Frank Bruno - RAW VISION

Frank Bruno

First published: Fall 2017

“I just want to get [God’s] message out”, Frank Bruno explained when we first met, “I don’t give a **** about anything else.”

A veteran of World War II born in 1925, his website gives detailed explanations of his work (“I’m just a brush … God sends the work orders”) and offers scathing social commentary under the heading, “Would you like to see into the future?”
Ideas for his mostly unsigned paintings, which he prefers to call “visuals”, “just pop into [his] head.” Usually dense with detail, there’s often no place for a signature. Besides, “why bother” when biblical prophecy reveals these to be the end times: “I believe it will be all over within the next 15 years … I’m a watchman warning of approaching danger, not some limp-wristed artist.”



Give Us Barabbas,
1961, oil on canvas, 40 x 60 ins. / 101.6 x 152.4 cm

To Bruno, a “visual” hung for decoration constitutes an art objectification of his message: he brought one back from a collector after it was displayed in the company of “crap”, and has painted duplicates of two others he’s hoping to eventually retrieve because “God told me not to sell”. Of the 60-odd paintings he has made in his lifetime, only one has been donated (to the American Visionary Art Museum) and a few early canvases aren’t hanging in a fire-rated out-building on his desert-valley property in southern Arizona.

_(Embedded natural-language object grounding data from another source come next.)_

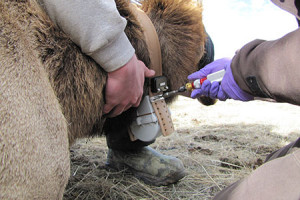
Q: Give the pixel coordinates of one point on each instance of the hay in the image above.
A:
(218, 145)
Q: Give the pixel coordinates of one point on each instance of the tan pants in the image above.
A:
(277, 179)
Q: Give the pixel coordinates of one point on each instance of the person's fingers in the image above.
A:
(149, 72)
(214, 90)
(205, 88)
(196, 75)
(138, 102)
(195, 93)
(221, 94)
(116, 111)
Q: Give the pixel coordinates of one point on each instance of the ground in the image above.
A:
(218, 145)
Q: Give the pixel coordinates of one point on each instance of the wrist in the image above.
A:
(231, 88)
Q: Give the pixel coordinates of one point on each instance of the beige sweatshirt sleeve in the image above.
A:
(96, 26)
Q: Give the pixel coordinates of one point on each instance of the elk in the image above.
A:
(51, 93)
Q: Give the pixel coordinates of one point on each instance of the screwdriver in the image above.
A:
(196, 84)
(213, 77)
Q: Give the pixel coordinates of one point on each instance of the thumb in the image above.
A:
(196, 75)
(148, 72)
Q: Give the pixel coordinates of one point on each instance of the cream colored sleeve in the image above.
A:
(96, 26)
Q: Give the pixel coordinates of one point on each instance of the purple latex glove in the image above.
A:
(228, 89)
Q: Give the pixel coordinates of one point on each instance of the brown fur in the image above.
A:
(51, 93)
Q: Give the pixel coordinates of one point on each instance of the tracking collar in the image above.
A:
(151, 122)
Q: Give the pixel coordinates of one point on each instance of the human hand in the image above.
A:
(124, 87)
(228, 89)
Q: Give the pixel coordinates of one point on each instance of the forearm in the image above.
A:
(96, 26)
(270, 68)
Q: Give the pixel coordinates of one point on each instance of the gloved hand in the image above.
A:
(228, 89)
(124, 87)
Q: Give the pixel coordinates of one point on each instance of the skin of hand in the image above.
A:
(124, 88)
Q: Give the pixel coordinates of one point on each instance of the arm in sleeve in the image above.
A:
(96, 26)
(270, 68)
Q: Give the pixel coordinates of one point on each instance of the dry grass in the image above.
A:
(218, 145)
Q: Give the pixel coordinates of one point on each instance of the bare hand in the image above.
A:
(124, 87)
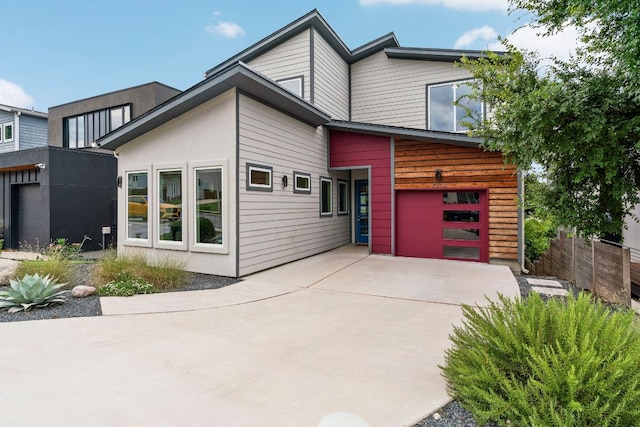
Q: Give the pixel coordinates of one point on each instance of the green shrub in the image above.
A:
(537, 237)
(54, 267)
(163, 273)
(562, 363)
(31, 291)
(125, 286)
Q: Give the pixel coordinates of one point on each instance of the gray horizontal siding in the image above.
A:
(331, 84)
(393, 91)
(289, 59)
(281, 226)
(33, 132)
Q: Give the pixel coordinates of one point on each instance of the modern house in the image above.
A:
(63, 188)
(21, 129)
(298, 145)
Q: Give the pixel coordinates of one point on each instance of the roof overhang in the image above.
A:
(237, 76)
(405, 133)
(439, 55)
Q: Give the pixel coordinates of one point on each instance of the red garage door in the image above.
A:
(442, 224)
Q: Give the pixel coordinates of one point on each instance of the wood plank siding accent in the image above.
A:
(465, 168)
(393, 91)
(280, 226)
(331, 76)
(351, 150)
(289, 59)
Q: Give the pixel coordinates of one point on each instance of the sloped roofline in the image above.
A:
(239, 76)
(409, 133)
(25, 111)
(314, 20)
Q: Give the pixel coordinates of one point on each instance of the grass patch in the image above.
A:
(162, 272)
(55, 267)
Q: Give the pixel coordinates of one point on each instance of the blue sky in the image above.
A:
(61, 51)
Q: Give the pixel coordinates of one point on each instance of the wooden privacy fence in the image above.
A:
(599, 267)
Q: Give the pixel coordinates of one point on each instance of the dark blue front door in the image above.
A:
(362, 212)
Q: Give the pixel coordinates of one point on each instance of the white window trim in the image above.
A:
(330, 211)
(13, 132)
(168, 244)
(455, 97)
(226, 201)
(297, 79)
(259, 187)
(343, 184)
(297, 189)
(132, 241)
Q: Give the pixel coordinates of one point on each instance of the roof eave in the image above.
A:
(238, 76)
(409, 133)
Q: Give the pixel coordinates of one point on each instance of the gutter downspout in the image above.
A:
(16, 132)
(521, 218)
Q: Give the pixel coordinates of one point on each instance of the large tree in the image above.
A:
(579, 119)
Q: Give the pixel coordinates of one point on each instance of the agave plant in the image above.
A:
(31, 291)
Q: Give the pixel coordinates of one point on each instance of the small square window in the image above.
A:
(301, 183)
(343, 197)
(259, 178)
(326, 208)
(7, 132)
(294, 85)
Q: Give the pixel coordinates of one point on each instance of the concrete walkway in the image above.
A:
(334, 337)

Bruno believes that God uses his illustration skills to produce visualisations of the future: “I really feel like I’ve been guided to do what I’m doing all my life … sometimes I make really stupid decisions, but I think it’s for a purpose … I’ve quit several good jobs, because I just had to get back to painting.”

A major exhibition planned by Walter Hopps at the Corcoran Gallery of Art in Washington planned for 1972 – with Bruno as a featured artist – was cancelled after flash flooding damaged many of the other artworks. Discouraged, and having shown what needed to be seen, Bruno stopped painting for about 20 years. He helped found an independent newspaper, and took on the local government through political commentary and satirical cartoons. Bruno read extensively about biblical prophecy and, despite a sudden rash of broken-bone injuries, he resumed painting in the mid 1990s: “anyone who tries to pierce the darkness … had better get accustomed to having their ass kicked … when my paintings began to address the end of this age and the role Satan is to play, bones and joints started snapping and popping like champagne corks at a Mafioso wedding.”

Of the about 30 paintings since 1993, most of them are unconventionally shaped and more than half visualise the coming cataclysms of end times prophecy. Counterfeit Mary, the Drunken Whore (2001) shows a United Nations World-Government-installed, papal-imposter Antichrist presiding over the executions of millions by guillotine, while Satan-as-false-Mary imbibes the blood of the saved.

In Work Hard and Save Your Money (1965), cloaked figures watching clocks drive humanity along the narrow path of material gain like donkeys chasing a carrot, but ultimately into the abyss – where skeletons discover an empty chamber pot at the end of the rainbow and laugh uproariously at the folly of the living.